Nevertheless, I’m a little discouraged as that decade anniversary approaches. Publication inspired in me a belief and a hope that, by writing and publishing books, I might indeed find opportunity to do the work that college was supposed to prepare me for. I’ve always aimed to serve as a writer and a teacher: working with students eager to learn about creative writing or film studies or some other aspect of art, imagination, and faith. But five well-received books (one of which is has become a popular textbook at the school where I work) and 10 years later, those doors have still not opened. It’s become pretty clear to me that academic degrees, not publications or experience, are the credentials that really matter to schools when it comes to persuading them that I might have something to offer. Here’s a lesson, aspiring writers: A pile of books, many hundreds of articles, and 15 years of public speaking are apparently not much of a resumé if you’re hoping to teach.

But other days, I feel differently.

I think of all the friends I’ve found among my readers. I wouldn’t trade them for the fortune I would have made if my books had been best-sellers. I think of the cities, schools, and churches around the world I’ve been able to visit on invitations prompted by those books. My world might still be very small if it hadn’t gone this way.

And every so often, something happens that tells me I need to revise my understanding of what it means to teach. Today, I received a note from a teacher in Ipswich, Massachusetts — a friend whom I had just seen last weekend at a writers retreat. She said:

Today in Intro to Creative Writing, I arrived a little jet-lagged, and I asked students to talk in pairs about the kind of writing they wish to emulate. Shakespeare, Robert Frost, Vonnegut, Tolkien, Shel Silverstein, Judith Viorst, Judy Blume. The seventh or eighth student said, “Jeffrey Overstreet.” I asked which title. “The whole Auralia’s Colors series, but especially [The Ale Boy’s Feast].”

I said I’d just spent some time at a retreat with you, and she was almost undone. After class, she said, “I’m in love with the Ale Boy.” I said, “Well, who wouldn’t be?”

Now, I don’t share this to boast. I suspect that many little-known writers (novelists, poets, bloggers) like myself occasionally get a note like this; it’s probably very common. No… I share this for two other reasons:

First: To impress upon you that it can mean so much to a writer or an artist if you send them a little note about your appreciation of their work. This note from a friend made such a difference for my spirit that I’m compelled to pass it on: This week, I’m going to let some artists know what they mean to me. Those few lines on Facebook came to me like a shot of adrenalin, or a cure for what ails my spirits — a realization that the hardest work of my life may not be of any particular value to employers, but it was valuable to some readers here and there. It made a difference for someone somewhere, and even if I hadn’t found out about it, that would still be the case.

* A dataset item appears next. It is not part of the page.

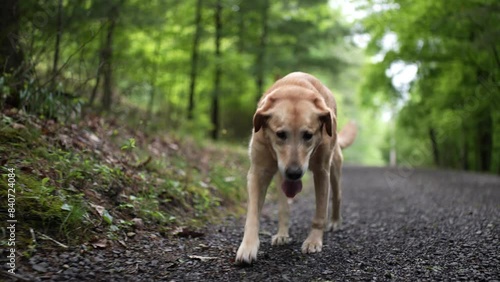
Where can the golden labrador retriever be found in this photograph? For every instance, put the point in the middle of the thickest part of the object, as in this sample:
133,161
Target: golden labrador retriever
295,129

I want to give that gift of encouragement to the artists whose work most moves me.

Second: In today’s publishing world, the publishers look to the authors to be self-advertisers, and I have not blogged about my four-volume series, The Auralia Thread, for a while. So, hear this: It’s still out there! Auralia’s Colors, Cyndere’s Midnight, Raven’s Ladder, and The Ale Boy’s Feast are still a bargain at online bookstores. And they still carry my heart in their pages. Those novels and my memoir of dangerous moviegoing, Through a Screen Darklyare the best fruit of born of my education.

And I hope they bring you some pleasure.

There. I’ve done my self-promoting duty.

I’m not going to go around claiming my books are “essential reading” or anything. When I read them now, I see that I still have a lot of room to grow as a writer. And I’m not going to spend my creative energies marketing myself — I spend close to 40 hours a week marketing a school for what its students and alumni do with their educations, and that’s enough marketing for me.

But I know from the joy that I feel when I write and when I teach that, even if they don’t earn me a paycheck, these are the things that God made me to do. Eric Liddell’s famous line from Chariots of Fire — “When I run, I feel [God’s] pleasure!” — comes to mind when I do what I do best. Even if I only get to do those things on my lunch hour or in my “spare time,” I offer these things with enthusiasm to those who will receive them.

If you’re at all intrigued… enjoy. If not, revisit one of your favorite books, albums, or movies… and then send the artist a note. It won’t cost you anything but a minute. And it can make somebody’s day.

It might even do better than that. Me, I feel more compelled than ever to write another story as soon as possible. Maybe I’ll end up just giving it away. Why not? There are many more rewarding jobs out there than those that anybody gets hired to do.